La mujer de la limpieza era menuda
pero tenía mucho que decir cuando llegaba: Este es el líquido que hay que
comprar para el baño, falta el compuesto para el horno, hace semanas que no
limpia el bidet, como se hace para fregar con esas maletas bajo las camas. Hay
demasiada ropa en el armario, en esta casa hacen falta sábanas nuevas. A medida
que pasaban las semanas no había respuesta a sus demandas ni de mi parte ni de
parte del universo de polvo acumulado.
Creta está en el patio. La ropa se ha
mojado. Cuando termina de descolgar el cubrecama la mujer me mira con esa
agresividad que la caracteriza. “Va a llover otra vez” sentencia. Me obliga a
llevarla a su casa en Figueres. Atravesamos la ruta por la que se observa el
Pirineo al fondo, la bahía de Roses en el horizonte y los campos arados.
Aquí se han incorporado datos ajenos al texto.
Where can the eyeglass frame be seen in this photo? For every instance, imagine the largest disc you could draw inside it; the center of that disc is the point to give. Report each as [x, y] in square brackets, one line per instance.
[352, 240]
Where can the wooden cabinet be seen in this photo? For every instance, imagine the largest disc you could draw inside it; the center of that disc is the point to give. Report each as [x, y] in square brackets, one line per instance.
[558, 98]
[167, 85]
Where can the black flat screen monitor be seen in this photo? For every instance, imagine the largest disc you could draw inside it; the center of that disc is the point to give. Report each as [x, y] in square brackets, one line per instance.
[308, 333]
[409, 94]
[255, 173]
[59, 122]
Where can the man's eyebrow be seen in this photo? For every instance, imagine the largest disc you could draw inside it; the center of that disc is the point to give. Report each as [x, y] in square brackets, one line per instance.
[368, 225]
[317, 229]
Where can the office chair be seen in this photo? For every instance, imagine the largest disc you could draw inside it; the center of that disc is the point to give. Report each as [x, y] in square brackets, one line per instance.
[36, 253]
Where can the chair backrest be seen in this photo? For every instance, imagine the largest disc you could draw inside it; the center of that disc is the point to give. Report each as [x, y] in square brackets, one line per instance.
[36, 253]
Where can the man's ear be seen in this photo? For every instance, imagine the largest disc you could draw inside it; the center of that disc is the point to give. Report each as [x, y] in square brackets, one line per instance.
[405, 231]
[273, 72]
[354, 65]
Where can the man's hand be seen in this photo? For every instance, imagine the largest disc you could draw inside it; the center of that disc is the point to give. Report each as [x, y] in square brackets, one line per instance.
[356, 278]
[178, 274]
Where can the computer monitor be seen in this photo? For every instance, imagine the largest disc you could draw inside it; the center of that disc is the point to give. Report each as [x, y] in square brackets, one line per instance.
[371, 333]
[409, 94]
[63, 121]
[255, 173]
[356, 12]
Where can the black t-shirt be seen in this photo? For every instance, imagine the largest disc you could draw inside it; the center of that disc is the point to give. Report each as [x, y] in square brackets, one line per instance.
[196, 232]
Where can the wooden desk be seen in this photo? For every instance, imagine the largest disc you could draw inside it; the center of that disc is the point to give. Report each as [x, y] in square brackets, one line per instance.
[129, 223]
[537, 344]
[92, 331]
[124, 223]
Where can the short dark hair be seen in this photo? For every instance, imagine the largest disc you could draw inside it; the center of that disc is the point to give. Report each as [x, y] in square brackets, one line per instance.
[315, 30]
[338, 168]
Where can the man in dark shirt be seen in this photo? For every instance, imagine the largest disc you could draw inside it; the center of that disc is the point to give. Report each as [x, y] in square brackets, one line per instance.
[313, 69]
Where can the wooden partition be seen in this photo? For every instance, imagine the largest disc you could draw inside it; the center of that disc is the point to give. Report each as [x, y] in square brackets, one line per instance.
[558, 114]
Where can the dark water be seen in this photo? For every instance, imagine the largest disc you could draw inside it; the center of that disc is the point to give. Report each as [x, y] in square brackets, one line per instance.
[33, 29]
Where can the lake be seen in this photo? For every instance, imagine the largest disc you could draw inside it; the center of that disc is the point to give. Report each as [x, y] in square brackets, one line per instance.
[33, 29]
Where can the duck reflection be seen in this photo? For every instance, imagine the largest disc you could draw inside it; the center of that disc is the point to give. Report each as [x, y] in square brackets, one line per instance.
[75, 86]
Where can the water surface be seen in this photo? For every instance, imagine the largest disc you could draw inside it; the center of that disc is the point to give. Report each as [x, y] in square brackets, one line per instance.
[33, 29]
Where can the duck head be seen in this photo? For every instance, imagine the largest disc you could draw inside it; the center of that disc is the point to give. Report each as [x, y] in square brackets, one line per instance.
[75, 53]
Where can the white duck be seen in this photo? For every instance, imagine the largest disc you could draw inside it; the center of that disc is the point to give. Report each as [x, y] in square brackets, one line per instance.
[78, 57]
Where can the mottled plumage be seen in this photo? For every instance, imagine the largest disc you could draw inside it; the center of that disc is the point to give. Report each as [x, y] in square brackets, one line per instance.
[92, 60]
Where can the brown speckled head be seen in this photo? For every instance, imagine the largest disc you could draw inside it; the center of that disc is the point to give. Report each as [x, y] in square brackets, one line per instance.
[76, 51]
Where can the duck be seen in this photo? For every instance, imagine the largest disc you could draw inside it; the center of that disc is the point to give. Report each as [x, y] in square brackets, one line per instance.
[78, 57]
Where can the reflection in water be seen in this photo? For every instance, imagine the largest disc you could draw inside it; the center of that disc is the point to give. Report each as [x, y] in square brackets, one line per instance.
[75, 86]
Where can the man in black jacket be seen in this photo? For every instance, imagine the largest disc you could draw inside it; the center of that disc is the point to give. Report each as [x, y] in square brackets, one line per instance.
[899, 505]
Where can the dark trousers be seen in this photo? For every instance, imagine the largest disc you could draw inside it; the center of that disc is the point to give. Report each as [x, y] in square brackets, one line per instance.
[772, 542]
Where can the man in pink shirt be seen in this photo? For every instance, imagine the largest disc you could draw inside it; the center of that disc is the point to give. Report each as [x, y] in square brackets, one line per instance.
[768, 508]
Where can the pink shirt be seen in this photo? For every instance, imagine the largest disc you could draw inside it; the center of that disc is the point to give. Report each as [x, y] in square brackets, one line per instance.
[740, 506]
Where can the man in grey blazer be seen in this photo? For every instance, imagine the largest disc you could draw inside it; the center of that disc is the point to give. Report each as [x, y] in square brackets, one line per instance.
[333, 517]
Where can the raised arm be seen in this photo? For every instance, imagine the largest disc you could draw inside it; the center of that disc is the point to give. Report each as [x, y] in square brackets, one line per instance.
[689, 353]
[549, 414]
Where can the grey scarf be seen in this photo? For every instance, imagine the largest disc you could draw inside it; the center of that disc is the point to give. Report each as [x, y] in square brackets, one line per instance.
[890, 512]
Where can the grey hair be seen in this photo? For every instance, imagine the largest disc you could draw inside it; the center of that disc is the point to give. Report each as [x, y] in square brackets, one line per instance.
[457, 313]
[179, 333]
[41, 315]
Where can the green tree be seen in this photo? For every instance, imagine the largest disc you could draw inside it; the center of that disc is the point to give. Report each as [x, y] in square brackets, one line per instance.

Por las
ventanillas bajas entra el olor a mierda del abono. Los girasoles hace rato han fenecido al otoño, a
pesar de que es pleno verano. Creta se retuerce en el asiento del Seat para
echar una cabezada. Ha llegado a las 11 y no ha parado de limpiar. Está cansada
y me lo cuenta entre sueños.
Lo otro me lo cuenta naturalmente, como si yo
no escuchara. Las líneas de la ruta transcurren, inhumanas. Los Pirineos se
acercan como si estuviésemos flotando.
-
- - Llama,
llama con tu móvil.- me dice - Ya verás
que es cierto lo que digo. No hay forma de volver atrás. En Transilvania sufrí
la transformación. Mi hermano murió asesinado por el marido de mi madre. Ella
es tan cobarde que lo acusó frente al juez. Le dieron una paliza. No le importó a ella, a mi madre,
acusarlo. Mi ex marido está preso, que se pudra en la cárcel por secuestro de
menores. Mi hijo ha pasado por cosas que no se le pueden contar a una persona
normal. Estoy también estoy ahí con mi hermano en ese cementerio italiano de
Pádova. Estoy en los tres sitios a la vez. Llama y verás que es cierto.
No
le estoy prestando atención. Entre los reclamos por las sábanas de los clientes
y el líquido para baños que tengo que comprar antes de las cuatro cuando entran
los próximos inquilinos quedan solo dos horas.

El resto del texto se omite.